なお、臨床的には「鵞足炎」と診断されるケースの多くが、実際は鵞足障害室(滑走障害)に由来することが多いとされています。
鵞足腱スナッピングの発症メカニズム
鵞足腱スナッピング症候群の根本的要因は、**摩擦(friction)と牽引(traction force)**の相互作用です。
- 摩擦性要因:腱とMCL間での滑走不全、滑液包炎による摩擦抵抗増加
- 牽引性要因:鵞足構成筋(特に薄筋)の過緊張や、膝外反肢位による張力集中
この2つが組み合わさることで、膝屈曲—伸展運動時に腱が跳ね上がるように移動し、スナッピング現象を生じます。

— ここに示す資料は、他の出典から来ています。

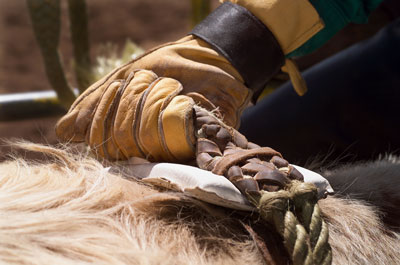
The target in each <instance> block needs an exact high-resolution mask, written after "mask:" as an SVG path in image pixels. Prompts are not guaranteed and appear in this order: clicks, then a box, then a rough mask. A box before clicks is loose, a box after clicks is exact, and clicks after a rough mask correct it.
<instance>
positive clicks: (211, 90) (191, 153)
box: [56, 0, 319, 162]
mask: <svg viewBox="0 0 400 265" xmlns="http://www.w3.org/2000/svg"><path fill="white" fill-rule="evenodd" d="M237 2H238V4H241V5H243V6H246V7H247V8H249V10H252V9H254V10H253V11H257V12H258V11H260V10H263V12H265V13H266V14H269V16H268V17H271V18H273V19H272V20H271V19H264V17H265V15H263V13H260V12H258V13H260V14H259V16H258V15H257V16H258V17H259V18H260V19H259V18H257V16H254V15H253V14H252V13H250V12H249V11H248V10H247V9H246V8H244V7H242V6H239V5H236V4H231V3H225V4H223V5H221V6H220V8H218V9H217V10H216V11H214V12H213V13H212V14H211V15H210V16H209V17H208V18H207V19H206V20H204V21H203V22H202V23H201V24H199V25H198V26H197V27H196V28H195V29H194V30H193V32H192V34H191V35H189V36H187V37H184V38H182V39H180V40H178V41H176V42H172V43H167V44H165V45H162V46H159V47H157V48H155V49H153V50H150V51H148V52H147V53H146V54H144V55H143V56H141V57H139V58H138V59H136V60H134V61H132V62H129V63H128V64H126V65H124V66H122V67H120V68H117V69H115V70H114V71H113V72H111V73H110V74H108V75H107V76H106V77H104V78H103V79H101V80H99V81H98V82H96V83H95V84H93V85H92V86H91V87H89V88H88V89H87V90H86V91H85V92H84V93H83V94H82V95H81V96H80V97H79V98H78V99H77V100H76V101H75V102H74V104H73V105H72V106H71V108H70V110H69V112H68V113H67V114H66V115H65V116H64V117H63V118H62V119H61V120H60V121H59V122H58V123H57V125H56V133H57V135H58V137H59V138H60V139H61V140H64V141H71V142H83V141H85V142H87V143H88V144H89V145H90V147H91V148H92V149H93V150H95V151H96V152H97V153H98V154H99V155H100V156H102V157H105V158H107V159H109V160H117V159H128V158H130V157H132V156H139V157H143V158H147V159H149V160H152V161H173V162H184V161H187V160H190V159H193V158H194V156H195V151H194V150H195V145H196V136H195V135H196V132H195V129H194V126H193V117H194V116H195V112H194V110H193V107H194V106H195V105H196V106H201V107H203V108H205V109H207V110H208V111H210V112H214V113H215V115H216V116H217V117H218V118H219V119H221V120H222V121H223V122H224V123H225V124H226V125H228V126H232V127H238V125H239V117H240V114H241V112H242V110H243V108H244V107H245V106H246V105H247V104H248V102H249V99H250V98H251V96H252V94H253V93H254V91H257V90H259V89H262V88H263V87H264V85H265V84H266V82H267V81H268V80H269V79H270V78H271V77H272V76H273V75H274V74H275V73H276V72H278V71H279V69H280V68H281V67H282V66H283V65H284V64H285V58H284V54H285V53H286V52H290V51H291V50H293V49H294V48H295V47H296V45H300V44H301V41H300V42H299V41H298V40H299V39H302V38H300V37H302V36H306V35H307V36H308V37H310V36H312V34H310V32H314V33H316V32H317V31H316V29H317V28H318V27H315V23H314V24H312V23H311V22H315V21H314V20H315V14H316V12H315V10H313V9H312V7H311V9H312V10H311V11H313V12H314V13H315V14H314V13H312V12H311V13H312V14H311V18H312V19H310V18H307V19H305V20H306V21H307V23H305V25H306V26H305V27H303V24H304V23H297V21H296V19H303V17H304V16H305V15H307V16H308V17H310V12H308V13H307V12H305V13H304V12H303V13H304V14H303V13H302V14H301V15H296V16H295V17H296V19H293V20H294V21H293V22H291V24H292V25H297V24H298V25H302V28H301V30H296V31H293V29H292V30H291V31H289V33H290V32H292V33H296V34H294V35H293V36H286V35H288V31H287V30H283V28H282V25H283V22H282V21H280V20H279V16H277V14H275V13H276V12H278V11H280V10H281V11H282V10H283V11H285V10H286V9H289V10H291V11H290V12H289V13H288V14H291V13H294V14H297V13H299V12H297V10H295V9H296V8H297V7H299V5H298V4H293V3H294V2H296V3H297V2H298V3H302V4H303V5H305V6H306V7H307V8H306V9H307V10H310V6H311V5H310V4H309V3H308V2H307V1H306V0H298V1H292V0H280V1H277V0H267V1H261V0H259V1H250V0H248V1H237ZM239 2H240V3H239ZM284 2H285V3H286V2H287V3H291V4H288V6H287V8H286V9H284V8H283V7H285V5H284ZM307 3H308V4H307ZM296 12H297V13H296ZM286 13H287V12H286ZM300 13H301V12H300ZM274 14H275V15H274ZM307 16H306V17H307ZM274 17H275V18H274ZM318 19H319V18H318V15H316V21H317V22H318V21H319V20H318ZM310 21H311V22H310ZM275 24H279V25H280V27H281V28H282V32H285V34H282V36H284V37H282V36H281V35H280V33H279V27H276V25H275ZM233 25H234V26H233ZM266 25H267V27H266ZM286 26H287V23H286ZM308 26H311V28H310V27H308ZM268 28H270V29H271V30H269V29H268ZM289 28H291V27H289ZM297 29H299V28H298V27H297ZM299 32H300V33H299ZM299 34H300V37H299ZM276 35H279V36H280V37H277V36H276ZM289 35H290V34H289ZM291 37H295V38H296V40H294V41H293V40H292V39H291ZM303 39H304V38H303ZM305 40H306V39H304V41H305ZM286 42H288V43H289V44H287V43H286ZM289 68H290V67H289ZM140 69H147V70H151V71H153V72H149V71H140ZM158 76H159V77H158ZM165 77H168V78H165ZM171 78H172V79H171ZM249 88H250V90H249Z"/></svg>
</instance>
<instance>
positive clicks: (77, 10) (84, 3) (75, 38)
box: [68, 0, 94, 93]
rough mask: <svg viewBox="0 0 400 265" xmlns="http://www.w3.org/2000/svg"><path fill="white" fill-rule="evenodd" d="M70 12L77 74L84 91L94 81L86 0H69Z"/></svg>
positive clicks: (78, 78) (76, 77)
mask: <svg viewBox="0 0 400 265" xmlns="http://www.w3.org/2000/svg"><path fill="white" fill-rule="evenodd" d="M68 13H69V22H70V30H71V37H72V44H73V47H74V58H75V65H74V68H75V75H76V80H77V83H78V89H79V91H80V92H81V93H82V92H83V91H85V89H86V88H87V87H88V86H89V85H90V84H92V83H93V81H94V80H93V74H92V71H91V63H90V45H89V27H88V17H87V7H86V1H85V0H68Z"/></svg>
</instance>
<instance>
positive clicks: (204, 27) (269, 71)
mask: <svg viewBox="0 0 400 265" xmlns="http://www.w3.org/2000/svg"><path fill="white" fill-rule="evenodd" d="M191 34H193V35H194V36H196V37H198V38H200V39H202V40H204V41H206V42H207V43H209V44H210V45H211V46H212V47H213V48H214V49H215V50H216V51H217V52H219V53H220V54H221V55H223V56H224V57H225V58H226V59H227V60H228V61H229V62H230V63H231V64H232V65H233V66H234V67H235V68H236V70H237V71H238V72H239V73H240V75H241V76H242V77H243V79H244V81H245V85H246V86H247V87H248V88H250V89H251V90H253V92H254V93H257V92H258V91H259V90H261V89H263V88H264V87H265V85H266V84H267V82H268V81H269V80H270V79H271V78H272V77H273V76H274V75H275V74H276V73H277V72H279V70H280V68H281V67H282V66H283V64H284V62H285V56H284V54H283V52H282V50H281V47H280V46H279V43H278V41H277V40H276V39H275V37H274V35H273V34H272V32H271V31H270V30H269V29H268V28H267V27H266V26H265V25H264V24H263V23H262V22H261V21H260V20H259V19H258V18H257V17H255V16H254V15H253V14H252V13H250V11H248V10H247V9H246V8H244V7H242V6H240V5H236V4H233V3H231V2H225V3H224V4H222V5H221V6H219V7H218V8H217V9H216V10H215V11H213V12H212V13H211V14H210V15H209V16H208V17H207V18H205V19H204V20H203V21H202V22H201V23H200V24H198V25H197V26H196V27H195V28H194V29H193V31H192V32H191Z"/></svg>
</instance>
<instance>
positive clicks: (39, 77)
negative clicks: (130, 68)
mask: <svg viewBox="0 0 400 265" xmlns="http://www.w3.org/2000/svg"><path fill="white" fill-rule="evenodd" d="M204 1H205V0H204ZM204 1H203V2H204ZM397 1H398V0H389V1H385V2H384V3H383V4H382V5H381V6H380V7H379V8H378V9H377V10H376V11H375V12H374V13H373V14H372V15H371V17H370V21H369V23H368V24H365V25H349V26H347V27H346V28H345V29H343V30H342V31H341V32H340V33H339V34H337V35H336V36H335V37H334V38H333V39H332V40H330V41H329V42H328V43H327V44H326V45H325V46H324V47H323V48H321V49H320V50H318V51H316V52H314V53H313V54H311V55H308V56H305V57H303V58H300V59H298V64H299V66H300V68H301V69H306V68H308V67H310V66H311V65H313V64H315V63H316V62H319V61H320V60H322V59H323V58H325V57H327V56H329V55H331V54H333V53H336V52H337V51H339V50H341V49H344V48H346V47H348V46H349V45H351V44H353V43H355V42H358V41H360V40H363V39H366V38H368V37H369V36H371V35H373V34H374V33H375V32H377V31H378V30H379V29H380V28H382V27H383V26H384V25H386V24H387V23H389V22H390V21H391V20H393V19H394V18H395V17H396V16H398V14H399V9H396V8H393V6H394V5H397V6H398V4H396V3H395V2H397ZM195 2H196V1H189V0H185V1H182V0H151V1H149V0H87V1H86V4H87V14H88V30H89V43H90V58H91V61H92V62H96V58H97V57H98V56H99V55H102V54H105V53H106V51H107V50H110V49H112V50H114V51H115V52H116V53H117V54H118V53H119V52H121V51H122V50H123V49H124V46H125V44H126V41H127V40H128V39H129V40H131V41H132V42H134V43H135V44H137V45H138V46H140V47H142V48H143V49H149V48H151V47H153V46H156V45H159V44H162V43H164V42H168V41H173V40H176V39H178V38H180V37H182V36H184V35H186V34H187V33H188V32H189V31H190V29H191V27H192V25H193V21H194V20H196V18H195V17H194V16H195V12H194V11H195V9H196V6H195V4H194V3H195ZM206 2H207V4H209V6H210V7H209V9H210V10H212V9H214V8H215V7H217V6H218V1H217V0H210V1H206ZM393 3H395V4H394V5H393ZM59 49H60V54H61V55H62V63H63V65H64V70H65V73H66V77H67V79H68V82H69V83H70V84H71V86H73V87H76V86H77V83H76V80H75V77H74V71H73V49H72V45H71V35H70V31H69V20H68V4H67V1H66V0H65V1H61V34H60V45H59ZM51 89H52V87H51V85H50V84H49V82H48V80H47V77H46V72H45V68H44V64H43V59H42V56H41V53H40V49H39V46H38V44H37V43H36V40H35V36H34V33H33V30H32V24H31V20H30V16H29V12H28V8H27V2H26V1H22V0H20V1H11V0H0V97H1V96H4V95H7V94H10V93H22V92H33V91H45V90H51ZM0 111H1V108H0ZM22 111H23V109H22ZM59 115H60V114H59ZM58 118H59V116H57V115H56V116H51V117H42V118H25V119H24V118H22V119H21V118H20V119H18V120H16V119H14V120H12V119H11V120H1V121H0V138H6V139H9V138H24V139H27V140H30V141H34V142H42V143H56V142H57V140H56V137H55V134H54V129H53V127H54V124H55V123H56V121H57V119H58ZM7 151H8V149H7V148H6V147H5V146H4V145H3V144H2V145H1V147H0V160H1V159H4V155H5V153H6V152H7Z"/></svg>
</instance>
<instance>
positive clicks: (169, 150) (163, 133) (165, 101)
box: [157, 82, 183, 161]
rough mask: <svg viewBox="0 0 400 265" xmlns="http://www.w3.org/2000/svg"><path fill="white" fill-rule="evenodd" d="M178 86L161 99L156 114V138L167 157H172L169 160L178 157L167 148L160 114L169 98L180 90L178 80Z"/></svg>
mask: <svg viewBox="0 0 400 265" xmlns="http://www.w3.org/2000/svg"><path fill="white" fill-rule="evenodd" d="M178 84H179V87H178V88H177V89H176V90H175V91H174V92H173V93H171V94H169V95H168V97H167V98H165V100H164V101H163V103H162V104H161V107H160V110H159V113H160V114H159V115H158V122H157V123H158V140H159V141H160V143H161V147H162V148H163V151H164V152H166V153H167V155H168V156H169V159H172V160H171V161H177V160H178V159H177V158H176V157H175V156H174V155H173V154H172V152H171V151H170V150H169V148H168V146H167V143H166V140H165V135H164V127H163V122H162V115H163V114H164V111H165V109H166V108H167V106H168V105H169V103H170V102H171V100H172V99H173V98H174V97H175V96H177V95H178V94H179V93H180V92H181V91H182V90H183V86H182V84H181V83H180V82H178Z"/></svg>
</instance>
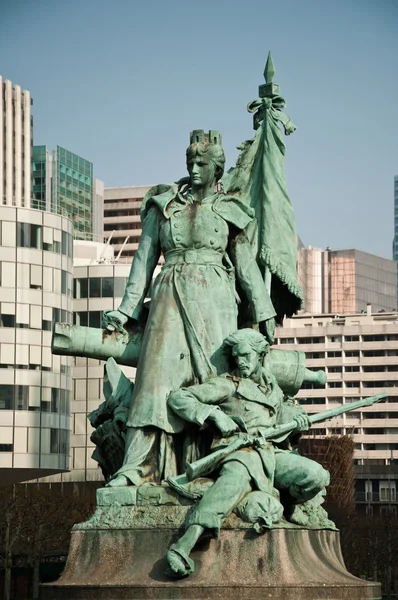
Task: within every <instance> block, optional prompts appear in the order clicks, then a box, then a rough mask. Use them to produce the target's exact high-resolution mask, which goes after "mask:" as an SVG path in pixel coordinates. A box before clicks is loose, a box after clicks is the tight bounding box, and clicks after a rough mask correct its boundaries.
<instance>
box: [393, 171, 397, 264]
mask: <svg viewBox="0 0 398 600" xmlns="http://www.w3.org/2000/svg"><path fill="white" fill-rule="evenodd" d="M392 257H393V259H394V260H395V261H398V175H395V177H394V240H393V244H392Z"/></svg>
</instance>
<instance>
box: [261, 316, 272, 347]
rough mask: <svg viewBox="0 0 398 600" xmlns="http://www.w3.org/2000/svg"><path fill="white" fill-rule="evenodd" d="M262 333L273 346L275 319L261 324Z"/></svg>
mask: <svg viewBox="0 0 398 600" xmlns="http://www.w3.org/2000/svg"><path fill="white" fill-rule="evenodd" d="M260 332H261V333H262V334H263V335H264V336H265V338H266V340H267V342H268V343H269V345H270V346H271V345H272V344H273V343H274V342H275V319H274V317H272V319H268V320H267V321H263V322H262V323H260Z"/></svg>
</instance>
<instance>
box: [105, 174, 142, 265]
mask: <svg viewBox="0 0 398 600" xmlns="http://www.w3.org/2000/svg"><path fill="white" fill-rule="evenodd" d="M150 188H151V186H150V185H147V186H144V185H141V186H130V187H113V188H105V195H104V239H105V240H107V239H110V243H111V244H112V246H113V247H114V249H115V255H118V254H119V253H120V256H129V257H133V256H134V254H135V253H136V251H137V248H138V243H139V241H140V237H141V232H142V229H141V219H140V210H141V204H142V200H143V198H144V196H145V194H146V193H147V191H148V190H149V189H150Z"/></svg>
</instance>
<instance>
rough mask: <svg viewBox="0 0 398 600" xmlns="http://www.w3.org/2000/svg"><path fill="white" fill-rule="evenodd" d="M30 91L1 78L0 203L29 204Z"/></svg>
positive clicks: (31, 101)
mask: <svg viewBox="0 0 398 600" xmlns="http://www.w3.org/2000/svg"><path fill="white" fill-rule="evenodd" d="M31 104H32V98H31V95H30V92H28V91H27V90H22V89H21V87H20V86H19V85H13V84H12V83H11V81H9V80H8V79H6V80H3V78H2V77H0V205H6V206H21V207H23V206H24V207H30V199H31V143H32V130H33V120H32V116H31Z"/></svg>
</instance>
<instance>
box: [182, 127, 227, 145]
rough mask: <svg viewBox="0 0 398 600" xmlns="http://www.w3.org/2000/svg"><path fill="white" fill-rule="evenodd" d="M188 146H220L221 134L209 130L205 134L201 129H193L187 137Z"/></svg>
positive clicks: (220, 141)
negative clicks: (212, 144)
mask: <svg viewBox="0 0 398 600" xmlns="http://www.w3.org/2000/svg"><path fill="white" fill-rule="evenodd" d="M189 140H190V142H189V143H190V144H215V145H217V146H222V137H221V133H219V132H218V131H216V130H215V129H210V131H209V133H205V132H204V131H203V129H194V130H193V131H191V133H190V136H189Z"/></svg>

長期化すると、摩擦刺激による炎症性疼痛や滑液包肥厚が進行し、鵞足部の慢性疼痛へ移行します。
臨床での評価ポイント
鵞足腱スナッピング症候群を正確に評価するためには、動的観察と触診の組み合わせが重要です。
- 動的エコー観察
膝屈伸時に鵞足腱が前後へ滑走する様子を確認。
スナップ動作の瞬間にMCLとの接触や跳ね上がりが描出される。 - 選択的伸張テスト
- 薄筋:股関節外転+膝伸展で疼痛誘発
- 半腱様筋:股関節伸展+膝屈曲で疼痛誘発 - 局所圧痛と滑液包腫脹の鑑別
滑液包炎では腫脹が触知され、摩擦音よりも熱感・腫れが優位。 - 歩行・階段動作でのスナップ再現
膝伸展終末や荷重期での弾発現象を観察し、再現性を確認。
治療・介入の方向性
鵞足腱スナッピング症候群の治療は、滑走性の再獲得と牽引ストレスの軽減が目的となります。
① 組織間モビライゼーション
鵞足腱とMCL・腱膜間の層を意識し、摩擦を最小限に抑えながら滑走を再教育。
特に薄筋腱の遠位付着部は癒着しやすく、丁寧な層間リリースが有効。
② 鵞足構成筋のストレッチング
膝伸展+足関節背屈位での動的伸張を実施し、滑走距離を確保。
静的ストレッチよりも動的モビリゼーションが効果的。
③ 下肢アライメントの修正
膝外反位・下腿外旋位の改善を目的に、
- 股関節外旋筋群の強化
- 足部内側アーチサポート(インソール)
を併用することで、腱への牽引ストレスを軽減。
④ 炎症期の対応
滑液包炎を併発している場合は、急性期にアイシング・物理療法を導入し、過度の摩擦刺激を避ける。
まとめ:滑走性の回復がスナッピング解消の鍵
鵞足腱スナッピング症候群は、
- 鵞足構成筋の緊張
- 腱膜癒着
- MCLとの摩擦増大
といった複合要因により発生します。
摩擦と牽引のバランスを整え、腱が滑らかに動く環境を再構築することが、疼痛軽減とスナップ解消の本質です。
単なる「鵞足炎」として処理せず、滑走障害の有無と動的摩擦の程度を評価する視点を持つことが、臨床家に求められます。